[quote=joec]
I don’t know if the costs would actually be 12% of someone’s salary, but it seems like if EVERYONE working was forced to pay into the system, companies would be more than happy to just dump all their health care plans (they pay a TON) already and just find a percentage where it’s sustainable and still profitable for hospitals/doctors, etc…
Maybe that’s 12%, maybe 5%, but that seems a ton cheaper than what companies spend probably. I’ve heard companies would good benefits spend over 10k per employee. It could be taken from employee count, but that would make companies less likely to hire if it was a high per employee fee.
[/quote]
Many companies offering health insurance probably do spend close to 10K per employee.

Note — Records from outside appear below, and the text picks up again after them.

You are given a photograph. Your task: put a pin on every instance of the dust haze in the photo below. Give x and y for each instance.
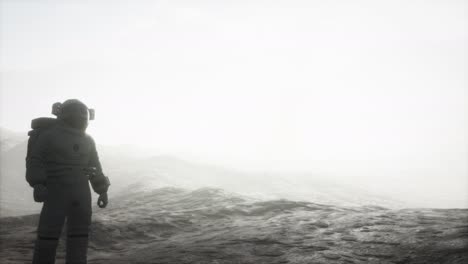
(279, 97)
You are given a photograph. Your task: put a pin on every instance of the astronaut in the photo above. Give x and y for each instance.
(61, 160)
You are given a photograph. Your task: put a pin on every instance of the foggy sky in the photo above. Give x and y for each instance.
(373, 92)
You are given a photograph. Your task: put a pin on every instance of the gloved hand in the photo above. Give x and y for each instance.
(40, 193)
(103, 200)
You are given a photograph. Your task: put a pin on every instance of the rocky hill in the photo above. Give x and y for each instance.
(172, 225)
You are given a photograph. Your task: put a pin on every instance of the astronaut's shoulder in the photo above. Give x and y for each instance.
(89, 138)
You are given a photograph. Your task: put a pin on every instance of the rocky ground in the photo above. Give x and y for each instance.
(172, 225)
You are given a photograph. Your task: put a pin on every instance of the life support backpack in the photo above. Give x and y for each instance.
(41, 124)
(38, 125)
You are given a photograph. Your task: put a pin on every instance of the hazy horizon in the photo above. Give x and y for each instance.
(370, 92)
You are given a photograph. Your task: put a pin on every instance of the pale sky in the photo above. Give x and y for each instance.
(368, 90)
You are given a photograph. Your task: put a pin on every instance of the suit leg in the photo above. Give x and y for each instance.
(50, 226)
(78, 223)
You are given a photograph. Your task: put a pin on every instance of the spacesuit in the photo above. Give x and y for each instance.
(59, 165)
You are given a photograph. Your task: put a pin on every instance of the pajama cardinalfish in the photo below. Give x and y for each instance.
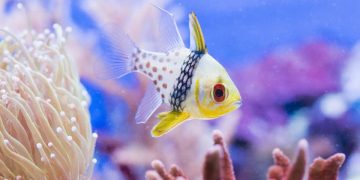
(190, 81)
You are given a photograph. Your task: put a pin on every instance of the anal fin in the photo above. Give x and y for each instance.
(168, 121)
(150, 102)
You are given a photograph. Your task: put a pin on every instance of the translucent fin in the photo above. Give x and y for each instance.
(197, 42)
(168, 121)
(150, 102)
(169, 35)
(117, 48)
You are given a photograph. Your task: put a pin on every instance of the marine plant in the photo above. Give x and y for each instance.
(45, 130)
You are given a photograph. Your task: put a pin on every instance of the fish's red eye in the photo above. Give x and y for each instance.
(219, 93)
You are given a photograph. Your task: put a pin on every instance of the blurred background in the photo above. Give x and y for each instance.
(296, 64)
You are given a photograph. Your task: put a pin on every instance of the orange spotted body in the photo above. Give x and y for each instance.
(161, 68)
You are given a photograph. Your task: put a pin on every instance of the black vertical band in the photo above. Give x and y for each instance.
(184, 81)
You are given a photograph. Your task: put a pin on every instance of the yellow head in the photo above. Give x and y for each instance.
(213, 93)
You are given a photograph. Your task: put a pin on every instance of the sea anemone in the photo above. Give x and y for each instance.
(45, 130)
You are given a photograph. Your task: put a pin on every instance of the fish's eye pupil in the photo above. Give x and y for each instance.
(219, 93)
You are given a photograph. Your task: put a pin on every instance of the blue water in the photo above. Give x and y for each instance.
(237, 29)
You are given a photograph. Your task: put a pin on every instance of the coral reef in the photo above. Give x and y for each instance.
(320, 169)
(218, 165)
(45, 129)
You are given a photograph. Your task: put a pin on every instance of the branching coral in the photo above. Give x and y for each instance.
(45, 130)
(319, 169)
(218, 165)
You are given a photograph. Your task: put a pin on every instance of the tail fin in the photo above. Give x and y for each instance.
(117, 49)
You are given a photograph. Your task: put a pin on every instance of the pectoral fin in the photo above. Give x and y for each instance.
(168, 121)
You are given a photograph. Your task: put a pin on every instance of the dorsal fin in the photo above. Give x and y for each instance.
(169, 36)
(197, 42)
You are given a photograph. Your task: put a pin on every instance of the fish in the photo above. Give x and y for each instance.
(188, 80)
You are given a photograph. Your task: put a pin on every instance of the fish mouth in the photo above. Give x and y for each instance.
(237, 103)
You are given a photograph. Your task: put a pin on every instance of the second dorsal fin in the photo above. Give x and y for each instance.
(197, 42)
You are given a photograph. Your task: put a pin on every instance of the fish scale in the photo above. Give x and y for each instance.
(162, 68)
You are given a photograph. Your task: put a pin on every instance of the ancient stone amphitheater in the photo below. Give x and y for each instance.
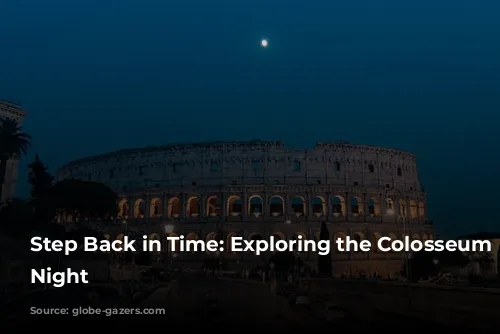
(260, 188)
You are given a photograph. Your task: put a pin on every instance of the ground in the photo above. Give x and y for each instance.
(243, 304)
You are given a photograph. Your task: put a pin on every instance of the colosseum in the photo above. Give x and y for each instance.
(261, 188)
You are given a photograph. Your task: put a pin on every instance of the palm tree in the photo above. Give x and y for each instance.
(13, 143)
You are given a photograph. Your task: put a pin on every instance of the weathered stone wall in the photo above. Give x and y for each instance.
(12, 111)
(249, 163)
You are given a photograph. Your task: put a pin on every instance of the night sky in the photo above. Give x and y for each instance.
(424, 76)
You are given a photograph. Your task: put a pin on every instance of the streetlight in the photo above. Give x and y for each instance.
(168, 228)
(391, 212)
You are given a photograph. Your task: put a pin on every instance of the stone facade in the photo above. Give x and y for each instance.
(13, 111)
(258, 189)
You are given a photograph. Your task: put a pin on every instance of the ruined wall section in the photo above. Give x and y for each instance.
(248, 163)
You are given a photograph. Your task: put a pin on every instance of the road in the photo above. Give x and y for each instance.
(243, 304)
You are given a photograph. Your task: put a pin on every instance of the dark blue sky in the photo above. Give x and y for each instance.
(100, 75)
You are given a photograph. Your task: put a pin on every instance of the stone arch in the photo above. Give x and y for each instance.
(402, 207)
(338, 206)
(357, 206)
(376, 238)
(192, 236)
(299, 205)
(155, 210)
(373, 206)
(255, 236)
(154, 236)
(336, 236)
(413, 209)
(120, 237)
(389, 206)
(213, 206)
(319, 206)
(393, 237)
(172, 243)
(123, 209)
(139, 206)
(421, 210)
(358, 237)
(255, 205)
(302, 234)
(211, 236)
(229, 240)
(193, 206)
(278, 235)
(234, 206)
(276, 206)
(174, 207)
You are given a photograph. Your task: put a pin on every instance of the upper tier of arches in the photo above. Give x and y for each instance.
(247, 163)
(258, 205)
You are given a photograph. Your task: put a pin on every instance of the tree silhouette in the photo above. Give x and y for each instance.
(41, 184)
(324, 261)
(84, 199)
(13, 143)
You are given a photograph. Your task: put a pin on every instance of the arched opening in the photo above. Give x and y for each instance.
(155, 208)
(174, 207)
(319, 206)
(139, 206)
(421, 210)
(386, 243)
(338, 206)
(255, 236)
(213, 206)
(356, 206)
(255, 205)
(173, 245)
(234, 207)
(298, 204)
(299, 236)
(123, 209)
(413, 210)
(339, 236)
(373, 207)
(389, 206)
(358, 237)
(230, 241)
(155, 236)
(120, 237)
(192, 236)
(376, 238)
(276, 206)
(393, 237)
(193, 206)
(402, 208)
(211, 236)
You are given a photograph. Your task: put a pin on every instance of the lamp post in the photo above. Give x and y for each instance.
(168, 228)
(391, 212)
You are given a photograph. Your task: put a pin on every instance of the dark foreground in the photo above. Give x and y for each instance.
(209, 303)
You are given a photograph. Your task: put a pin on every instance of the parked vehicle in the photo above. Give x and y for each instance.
(329, 312)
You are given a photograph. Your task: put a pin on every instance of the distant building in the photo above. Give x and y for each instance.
(486, 264)
(12, 111)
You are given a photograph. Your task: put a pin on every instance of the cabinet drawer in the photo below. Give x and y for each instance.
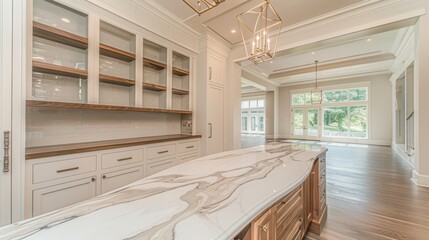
(52, 198)
(188, 147)
(59, 169)
(121, 158)
(185, 158)
(161, 151)
(113, 180)
(158, 166)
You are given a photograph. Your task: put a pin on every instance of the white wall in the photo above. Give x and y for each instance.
(62, 126)
(380, 101)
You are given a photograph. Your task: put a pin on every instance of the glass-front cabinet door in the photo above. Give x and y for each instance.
(305, 123)
(59, 53)
(180, 82)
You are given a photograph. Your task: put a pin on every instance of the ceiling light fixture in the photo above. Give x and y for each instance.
(201, 6)
(260, 29)
(316, 93)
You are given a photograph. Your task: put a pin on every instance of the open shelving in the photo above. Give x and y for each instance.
(82, 106)
(61, 56)
(117, 66)
(180, 90)
(48, 68)
(60, 36)
(154, 75)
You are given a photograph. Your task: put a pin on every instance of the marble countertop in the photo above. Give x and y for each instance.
(212, 197)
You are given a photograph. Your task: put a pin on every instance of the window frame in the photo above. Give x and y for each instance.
(348, 104)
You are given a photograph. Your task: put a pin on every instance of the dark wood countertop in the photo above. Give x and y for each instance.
(58, 150)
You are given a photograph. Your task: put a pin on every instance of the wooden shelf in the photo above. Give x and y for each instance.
(154, 87)
(58, 150)
(116, 80)
(48, 104)
(180, 91)
(180, 72)
(59, 36)
(149, 63)
(59, 70)
(112, 52)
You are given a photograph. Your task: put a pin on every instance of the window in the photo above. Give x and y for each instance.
(345, 113)
(335, 122)
(253, 116)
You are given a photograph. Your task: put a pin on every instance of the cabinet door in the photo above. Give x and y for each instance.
(52, 198)
(117, 179)
(308, 201)
(215, 120)
(216, 70)
(263, 228)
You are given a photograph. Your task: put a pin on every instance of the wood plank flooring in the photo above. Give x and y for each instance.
(370, 196)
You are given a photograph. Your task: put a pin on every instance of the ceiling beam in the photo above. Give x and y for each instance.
(333, 64)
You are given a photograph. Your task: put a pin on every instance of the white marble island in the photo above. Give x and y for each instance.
(213, 197)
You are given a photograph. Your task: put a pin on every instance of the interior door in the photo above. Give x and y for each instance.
(305, 123)
(215, 120)
(5, 110)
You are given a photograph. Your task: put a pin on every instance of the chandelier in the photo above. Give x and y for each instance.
(201, 6)
(261, 25)
(316, 93)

The question is if we removed that burden from the employer and put in on the employee via some type of income tax would you expect the companies to give the employee the cost saving in wages or would the companies attempt to keep that cost savings in profits. Obviously if the companies keep that savings in profits all employees will be worse off.
The fundamental issue is there’s virtually unlimited demand for medical services and tests if you don’t have to pay for it. Single payer solves the rising costs of infinite demand problem via rationing. A free market system would solve that problem via competition of providers. Of course single payer does have the problem that you don’t necessarily attract the best and the brightest to become doctors because your single payer system has limited their compensation package. The best and brightest still might become doctors but they won’t be available to the users of the single payer system. They’ll exist outside of the system treating those that can afford to pay supplemental coverage.